Lockheed Martin’s F-35 jet developed more cracks during testing last year and wasn’t sufficiently reliable in training flights, according to an annual report from the Pentagon’s chief tester.
On-ground tests of the Air Force and Marine Corps versions of the fighter revealed “significant findings” of cracks on five occasions in fuselage bulkheads, flanges, stiffeners and engine mounts “that will require mitigation plans and may include redesigning parts and additional weight,” according to the report on major weapons released this week by Michael Gilmore, director of operational testing.
Gilmore has repeatedly raised questions about progress on the Fort Worth-based F-35 program, the most expensive U.S. weapons system, and cited cracks in the short-takeoff version of the fighter jet a year ago. This year’s report may draw particular scrutiny because the Pentagon will propose increasing purchases to 42 planes in fiscal 2015 from the 29 Congress authorized this year.
Michael Rein, a Lockheed spokesman, said in an emailed statement that Gilmore’s report also outlined “a tremendous amount of positive information” and said the findings highlighted known problems.
“The F-35 aircraft has flown to every corner of the envelope and is meeting or exceeding expectations in flight performance,” Rein said. “The challenges identified are known items and the normal discoveries found in a test program of this size and complexity.”
Joe DellaVedova, Pentagon spokesman for the F-35, said in an e-mail that “there were no surprises in the report.
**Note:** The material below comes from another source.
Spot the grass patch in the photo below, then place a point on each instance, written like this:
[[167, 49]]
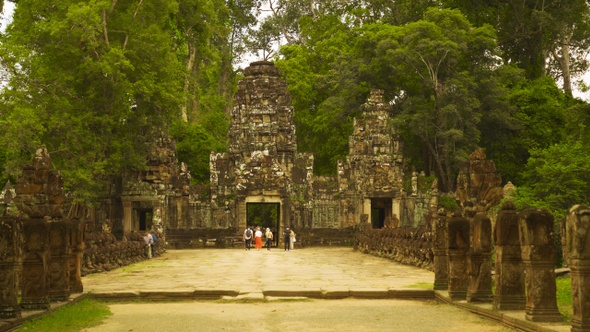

All of the issues mentioned are well-known to us, the F-35 international partners and our industry team.”
“Although the report is factually accurate, it does not fully highlight the F-35 enterprise’s efforts to address and resolve the known technical and program-related challenges,” he said.
The F-35 is being built at Lockheed’s west-side complex where more than 6,000 employees are directly involved in the program. In December, Lockheed completed the 100th F-35, capping a year in which the company and Pentagon reported progress on cost and technical issues.
In the new report, Gilmore disclosed an incident in late September when a bulkhead “severed.” He said “analysis and corrective actions” were continuing.
Aircraft based in Florida, Arizona, California and Nevada for pilot training missions continue “to be immature” and rely “heavily on contractor support and workarounds unacceptable in combat operations,” Gilmore wrote.
Reliability measures “are all below” target goals for the current stage of development, he said.
Gilmore also warned of delays in testing and fielding software for the Marine Corps version, the F-35B, which the service has said it hopes to declare operational by December 2015.
General James Amos, the Marine Corps commandant, said at a Rand Corp. conference earlier this week that development of what’s known as 2B software “is going better than probably others might have thought.”
“It’s actually what I would call at this point probably medium risk” as the aircraft approaches initial combat capability, Amos said.